Der Berliner Dauerbrenner

Die Serie von Brandanschlägen auf Moscheen in Berlin reißt nicht ab. Die betroffenen Gemeinden bewerten die Angriffe unterschiedlich.

In Berlin ereignet sich seit etwa einem halben Jahr eine Serie von Brandstiftungen, die Moscheen und Einrichtungen islamischer Gemeinden als Ziel haben. Brandanschläge sind ein Teil der »politisch motivierten Gewalt«. Sie sind meist leichter auszuführen und schwerer aufzuklären als etwa Sprengstoffanschläge.

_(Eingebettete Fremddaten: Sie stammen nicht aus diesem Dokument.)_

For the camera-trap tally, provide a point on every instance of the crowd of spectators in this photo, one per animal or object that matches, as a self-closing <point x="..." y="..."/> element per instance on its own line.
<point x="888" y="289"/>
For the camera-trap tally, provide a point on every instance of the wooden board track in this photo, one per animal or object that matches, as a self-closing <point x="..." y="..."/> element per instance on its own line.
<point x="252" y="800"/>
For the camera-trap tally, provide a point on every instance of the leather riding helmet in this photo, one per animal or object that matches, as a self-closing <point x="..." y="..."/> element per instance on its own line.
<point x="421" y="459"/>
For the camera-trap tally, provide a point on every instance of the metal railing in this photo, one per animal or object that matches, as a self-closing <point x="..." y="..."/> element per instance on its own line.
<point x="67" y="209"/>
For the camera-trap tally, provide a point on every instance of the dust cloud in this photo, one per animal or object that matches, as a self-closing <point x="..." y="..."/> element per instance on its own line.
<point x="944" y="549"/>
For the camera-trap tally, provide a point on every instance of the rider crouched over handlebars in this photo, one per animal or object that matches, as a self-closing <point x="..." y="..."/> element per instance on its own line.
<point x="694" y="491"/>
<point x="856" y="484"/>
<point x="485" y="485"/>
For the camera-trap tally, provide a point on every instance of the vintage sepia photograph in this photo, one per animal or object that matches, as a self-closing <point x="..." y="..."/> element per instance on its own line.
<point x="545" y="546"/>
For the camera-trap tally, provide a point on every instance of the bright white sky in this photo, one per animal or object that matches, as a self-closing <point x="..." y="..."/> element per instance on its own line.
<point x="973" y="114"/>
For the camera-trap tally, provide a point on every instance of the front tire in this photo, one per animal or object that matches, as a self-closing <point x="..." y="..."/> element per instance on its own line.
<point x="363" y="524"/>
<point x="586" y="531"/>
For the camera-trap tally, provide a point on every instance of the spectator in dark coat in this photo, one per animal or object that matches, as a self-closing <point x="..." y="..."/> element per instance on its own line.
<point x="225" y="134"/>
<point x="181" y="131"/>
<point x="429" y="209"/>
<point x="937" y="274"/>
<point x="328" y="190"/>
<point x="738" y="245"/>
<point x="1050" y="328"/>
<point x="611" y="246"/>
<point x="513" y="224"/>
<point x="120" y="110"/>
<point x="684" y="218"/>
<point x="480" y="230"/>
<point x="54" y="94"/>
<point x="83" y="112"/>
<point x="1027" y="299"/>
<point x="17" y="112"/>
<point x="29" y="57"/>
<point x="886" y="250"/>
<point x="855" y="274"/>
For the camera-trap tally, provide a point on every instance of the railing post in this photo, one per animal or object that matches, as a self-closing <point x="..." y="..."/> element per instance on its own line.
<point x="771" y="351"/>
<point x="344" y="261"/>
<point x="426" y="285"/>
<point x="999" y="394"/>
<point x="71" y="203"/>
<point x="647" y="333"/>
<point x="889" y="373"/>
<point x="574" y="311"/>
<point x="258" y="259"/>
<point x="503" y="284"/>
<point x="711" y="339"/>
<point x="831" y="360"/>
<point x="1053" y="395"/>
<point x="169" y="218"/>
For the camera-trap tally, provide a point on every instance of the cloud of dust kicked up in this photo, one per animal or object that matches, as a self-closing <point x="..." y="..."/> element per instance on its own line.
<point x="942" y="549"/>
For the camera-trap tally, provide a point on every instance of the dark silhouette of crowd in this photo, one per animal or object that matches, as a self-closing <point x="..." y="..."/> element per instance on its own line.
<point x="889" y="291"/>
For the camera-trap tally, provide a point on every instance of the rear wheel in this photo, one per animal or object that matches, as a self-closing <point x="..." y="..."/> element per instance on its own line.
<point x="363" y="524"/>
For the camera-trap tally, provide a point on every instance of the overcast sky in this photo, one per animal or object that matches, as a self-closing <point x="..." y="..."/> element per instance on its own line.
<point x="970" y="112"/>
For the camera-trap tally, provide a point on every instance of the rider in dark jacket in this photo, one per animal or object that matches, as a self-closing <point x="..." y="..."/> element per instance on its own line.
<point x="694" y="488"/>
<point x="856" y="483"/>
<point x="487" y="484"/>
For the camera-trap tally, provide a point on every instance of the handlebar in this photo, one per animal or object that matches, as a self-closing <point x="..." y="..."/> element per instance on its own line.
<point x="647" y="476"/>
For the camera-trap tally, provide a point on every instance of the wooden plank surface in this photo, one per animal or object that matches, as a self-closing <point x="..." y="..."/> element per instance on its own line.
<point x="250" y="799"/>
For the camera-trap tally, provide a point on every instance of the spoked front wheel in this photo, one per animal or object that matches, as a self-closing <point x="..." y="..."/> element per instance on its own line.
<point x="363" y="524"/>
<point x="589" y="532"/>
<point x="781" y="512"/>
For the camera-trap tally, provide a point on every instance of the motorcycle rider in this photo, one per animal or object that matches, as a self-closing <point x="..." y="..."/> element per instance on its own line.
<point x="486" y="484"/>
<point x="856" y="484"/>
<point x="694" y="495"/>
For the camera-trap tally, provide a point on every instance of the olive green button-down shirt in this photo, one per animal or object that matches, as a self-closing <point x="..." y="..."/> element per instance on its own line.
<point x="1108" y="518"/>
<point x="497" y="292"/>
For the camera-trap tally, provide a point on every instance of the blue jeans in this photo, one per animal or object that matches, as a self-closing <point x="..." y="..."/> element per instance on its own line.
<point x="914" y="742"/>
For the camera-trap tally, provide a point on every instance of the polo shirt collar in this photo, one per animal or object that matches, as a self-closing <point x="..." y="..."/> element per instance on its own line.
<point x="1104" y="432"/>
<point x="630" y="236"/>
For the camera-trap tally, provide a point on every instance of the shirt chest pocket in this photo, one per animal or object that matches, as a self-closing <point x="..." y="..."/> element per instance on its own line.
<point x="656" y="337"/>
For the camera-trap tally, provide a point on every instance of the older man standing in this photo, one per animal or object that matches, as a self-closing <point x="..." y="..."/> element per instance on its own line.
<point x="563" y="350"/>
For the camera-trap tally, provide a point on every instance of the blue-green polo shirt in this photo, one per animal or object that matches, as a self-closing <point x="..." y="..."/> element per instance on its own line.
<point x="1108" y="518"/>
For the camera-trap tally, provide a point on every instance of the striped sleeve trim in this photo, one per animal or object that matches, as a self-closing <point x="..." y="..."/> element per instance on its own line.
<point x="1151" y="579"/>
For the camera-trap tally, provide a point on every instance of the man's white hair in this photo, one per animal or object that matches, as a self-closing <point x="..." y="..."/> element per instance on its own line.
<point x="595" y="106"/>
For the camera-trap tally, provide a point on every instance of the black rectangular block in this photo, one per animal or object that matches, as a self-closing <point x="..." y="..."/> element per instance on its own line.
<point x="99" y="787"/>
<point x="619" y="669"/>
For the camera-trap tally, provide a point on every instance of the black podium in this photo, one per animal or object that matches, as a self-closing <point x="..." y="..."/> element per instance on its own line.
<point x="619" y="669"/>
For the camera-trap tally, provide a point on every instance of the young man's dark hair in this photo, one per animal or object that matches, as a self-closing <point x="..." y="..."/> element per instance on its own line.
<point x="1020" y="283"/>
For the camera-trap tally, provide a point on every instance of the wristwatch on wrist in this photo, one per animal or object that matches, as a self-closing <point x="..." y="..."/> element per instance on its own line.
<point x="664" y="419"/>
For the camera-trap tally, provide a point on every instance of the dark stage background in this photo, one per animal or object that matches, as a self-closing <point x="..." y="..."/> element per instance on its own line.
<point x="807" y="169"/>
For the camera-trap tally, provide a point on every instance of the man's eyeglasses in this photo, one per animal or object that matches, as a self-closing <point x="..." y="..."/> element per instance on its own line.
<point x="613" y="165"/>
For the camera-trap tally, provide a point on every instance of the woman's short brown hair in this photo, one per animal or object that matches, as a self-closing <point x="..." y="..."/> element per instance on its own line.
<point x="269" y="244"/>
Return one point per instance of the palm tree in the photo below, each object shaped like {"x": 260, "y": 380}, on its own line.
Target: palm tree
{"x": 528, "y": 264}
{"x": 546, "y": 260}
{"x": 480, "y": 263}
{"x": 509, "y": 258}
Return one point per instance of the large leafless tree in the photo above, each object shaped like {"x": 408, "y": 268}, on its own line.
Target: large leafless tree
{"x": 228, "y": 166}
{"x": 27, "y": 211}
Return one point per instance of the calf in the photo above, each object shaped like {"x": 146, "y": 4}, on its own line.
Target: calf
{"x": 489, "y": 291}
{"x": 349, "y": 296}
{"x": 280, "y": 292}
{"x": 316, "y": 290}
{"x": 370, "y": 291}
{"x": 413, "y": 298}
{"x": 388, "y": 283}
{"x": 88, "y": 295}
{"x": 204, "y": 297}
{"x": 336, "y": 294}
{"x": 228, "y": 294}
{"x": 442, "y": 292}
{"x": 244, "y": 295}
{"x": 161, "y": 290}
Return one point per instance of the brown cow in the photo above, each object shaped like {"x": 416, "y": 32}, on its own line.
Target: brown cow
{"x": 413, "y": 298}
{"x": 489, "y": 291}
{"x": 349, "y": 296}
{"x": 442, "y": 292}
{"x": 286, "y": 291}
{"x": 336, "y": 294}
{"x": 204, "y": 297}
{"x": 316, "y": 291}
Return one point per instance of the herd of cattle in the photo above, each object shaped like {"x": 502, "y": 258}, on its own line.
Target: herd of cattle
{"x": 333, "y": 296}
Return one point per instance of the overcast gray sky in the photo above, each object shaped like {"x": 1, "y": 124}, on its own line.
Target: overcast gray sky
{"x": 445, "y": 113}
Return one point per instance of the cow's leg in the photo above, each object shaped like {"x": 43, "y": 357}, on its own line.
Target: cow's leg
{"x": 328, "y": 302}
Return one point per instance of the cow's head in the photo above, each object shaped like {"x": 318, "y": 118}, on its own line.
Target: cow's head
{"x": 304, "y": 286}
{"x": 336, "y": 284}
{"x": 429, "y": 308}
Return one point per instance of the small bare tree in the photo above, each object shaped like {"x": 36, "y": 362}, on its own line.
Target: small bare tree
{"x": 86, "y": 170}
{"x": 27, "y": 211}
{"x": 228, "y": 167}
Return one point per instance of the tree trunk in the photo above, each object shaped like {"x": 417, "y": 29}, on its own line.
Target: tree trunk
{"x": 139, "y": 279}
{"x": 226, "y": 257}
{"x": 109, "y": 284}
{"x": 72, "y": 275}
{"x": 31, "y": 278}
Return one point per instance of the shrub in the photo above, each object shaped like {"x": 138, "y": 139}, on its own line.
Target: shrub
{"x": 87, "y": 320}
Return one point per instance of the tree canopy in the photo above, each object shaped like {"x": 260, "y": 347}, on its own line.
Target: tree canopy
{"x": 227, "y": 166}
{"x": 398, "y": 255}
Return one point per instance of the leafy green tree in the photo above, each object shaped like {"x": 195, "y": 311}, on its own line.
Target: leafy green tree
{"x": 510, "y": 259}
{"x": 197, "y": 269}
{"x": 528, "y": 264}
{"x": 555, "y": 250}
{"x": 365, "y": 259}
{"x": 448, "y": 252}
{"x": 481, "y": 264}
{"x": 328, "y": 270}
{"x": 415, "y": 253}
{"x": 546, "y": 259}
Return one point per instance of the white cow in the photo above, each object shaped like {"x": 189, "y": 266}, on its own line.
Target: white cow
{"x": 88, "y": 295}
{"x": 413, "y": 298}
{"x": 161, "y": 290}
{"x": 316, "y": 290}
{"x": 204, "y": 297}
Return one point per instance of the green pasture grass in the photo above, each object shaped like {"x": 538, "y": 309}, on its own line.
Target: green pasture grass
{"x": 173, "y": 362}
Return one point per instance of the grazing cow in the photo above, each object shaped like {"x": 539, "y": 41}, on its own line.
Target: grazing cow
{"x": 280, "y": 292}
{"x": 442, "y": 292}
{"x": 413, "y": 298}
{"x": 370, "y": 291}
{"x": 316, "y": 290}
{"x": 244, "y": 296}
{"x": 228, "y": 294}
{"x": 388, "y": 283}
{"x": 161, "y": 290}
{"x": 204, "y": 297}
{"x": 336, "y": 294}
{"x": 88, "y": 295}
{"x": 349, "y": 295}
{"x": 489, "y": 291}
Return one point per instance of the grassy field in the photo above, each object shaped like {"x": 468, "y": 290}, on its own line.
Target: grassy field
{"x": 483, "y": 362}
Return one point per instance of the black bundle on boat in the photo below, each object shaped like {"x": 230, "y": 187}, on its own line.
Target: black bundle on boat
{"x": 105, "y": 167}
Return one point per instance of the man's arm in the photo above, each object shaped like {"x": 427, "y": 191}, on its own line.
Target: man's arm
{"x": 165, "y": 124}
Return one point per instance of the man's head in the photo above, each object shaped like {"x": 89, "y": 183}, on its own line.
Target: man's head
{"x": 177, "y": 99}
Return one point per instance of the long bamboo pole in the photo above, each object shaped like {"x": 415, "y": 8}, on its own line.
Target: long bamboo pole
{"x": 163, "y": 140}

Deshalb sind sie auch bei Laien des politischen Gewalthandwerks ein beliebtes Mittel – der Tatsache, dass solche Täter meist dilettantisch vorgehen, ist es wohl zu verdanken, dass sich der bisher in Berlin angerichtete Schaden in Grenzen hält.
In der ostdeutschen Peripherie sind Brandanschläge beispielsweise gegen ausländische Gastronomiebetriebe nichts Ungewöhnliches, diese Form rassistischer Gewalt hatte zunächst auch in Berlin nicht das Interesse der Öffentlichkeit auf sich gezogen. Erst dem Anschlag auf die historische Ahmadiyya-Moschee in Wilmersdorf in der vergangenen Woche kam größere Aufmerksamkeit in den Medien zu. Der Anschlag selbst verlief glimpflich. Nachdem nachts ein Passant das Feuer am Eingangsbereich entdeckt hatte, konnte die herbeigerufene Polizei es löschen. Größere Schäden wurden verhindert, so wie es vorher auch bei den sechs polizeilich bekannten Brandstiftungen an islamischen Einrichtungen der Fall war, darunter an einem Kulturzentrum in Tempelhof und zwei Moscheen in Neukölln. Der Polizei zufolge, die sich während der laufenden Ermittlungen äußerst bedeckt hält, wurde in Wilmersdorf eine kryptische Botschaft in Form einer »wild zusammengeklebten Collage von Zeitungsartikeln« zurückgelassen. Deshalb schließen die Ermittler eine Verbindung zu den vorangegangen Angriffen aus, bei denen jeweils eine bestimmte Zahl zurückgelassen wurde, anscheinend um die Taten in einen Zusammenhang zu stellen. In beiden Fällen geht die Polizei von Einzeltätern aus.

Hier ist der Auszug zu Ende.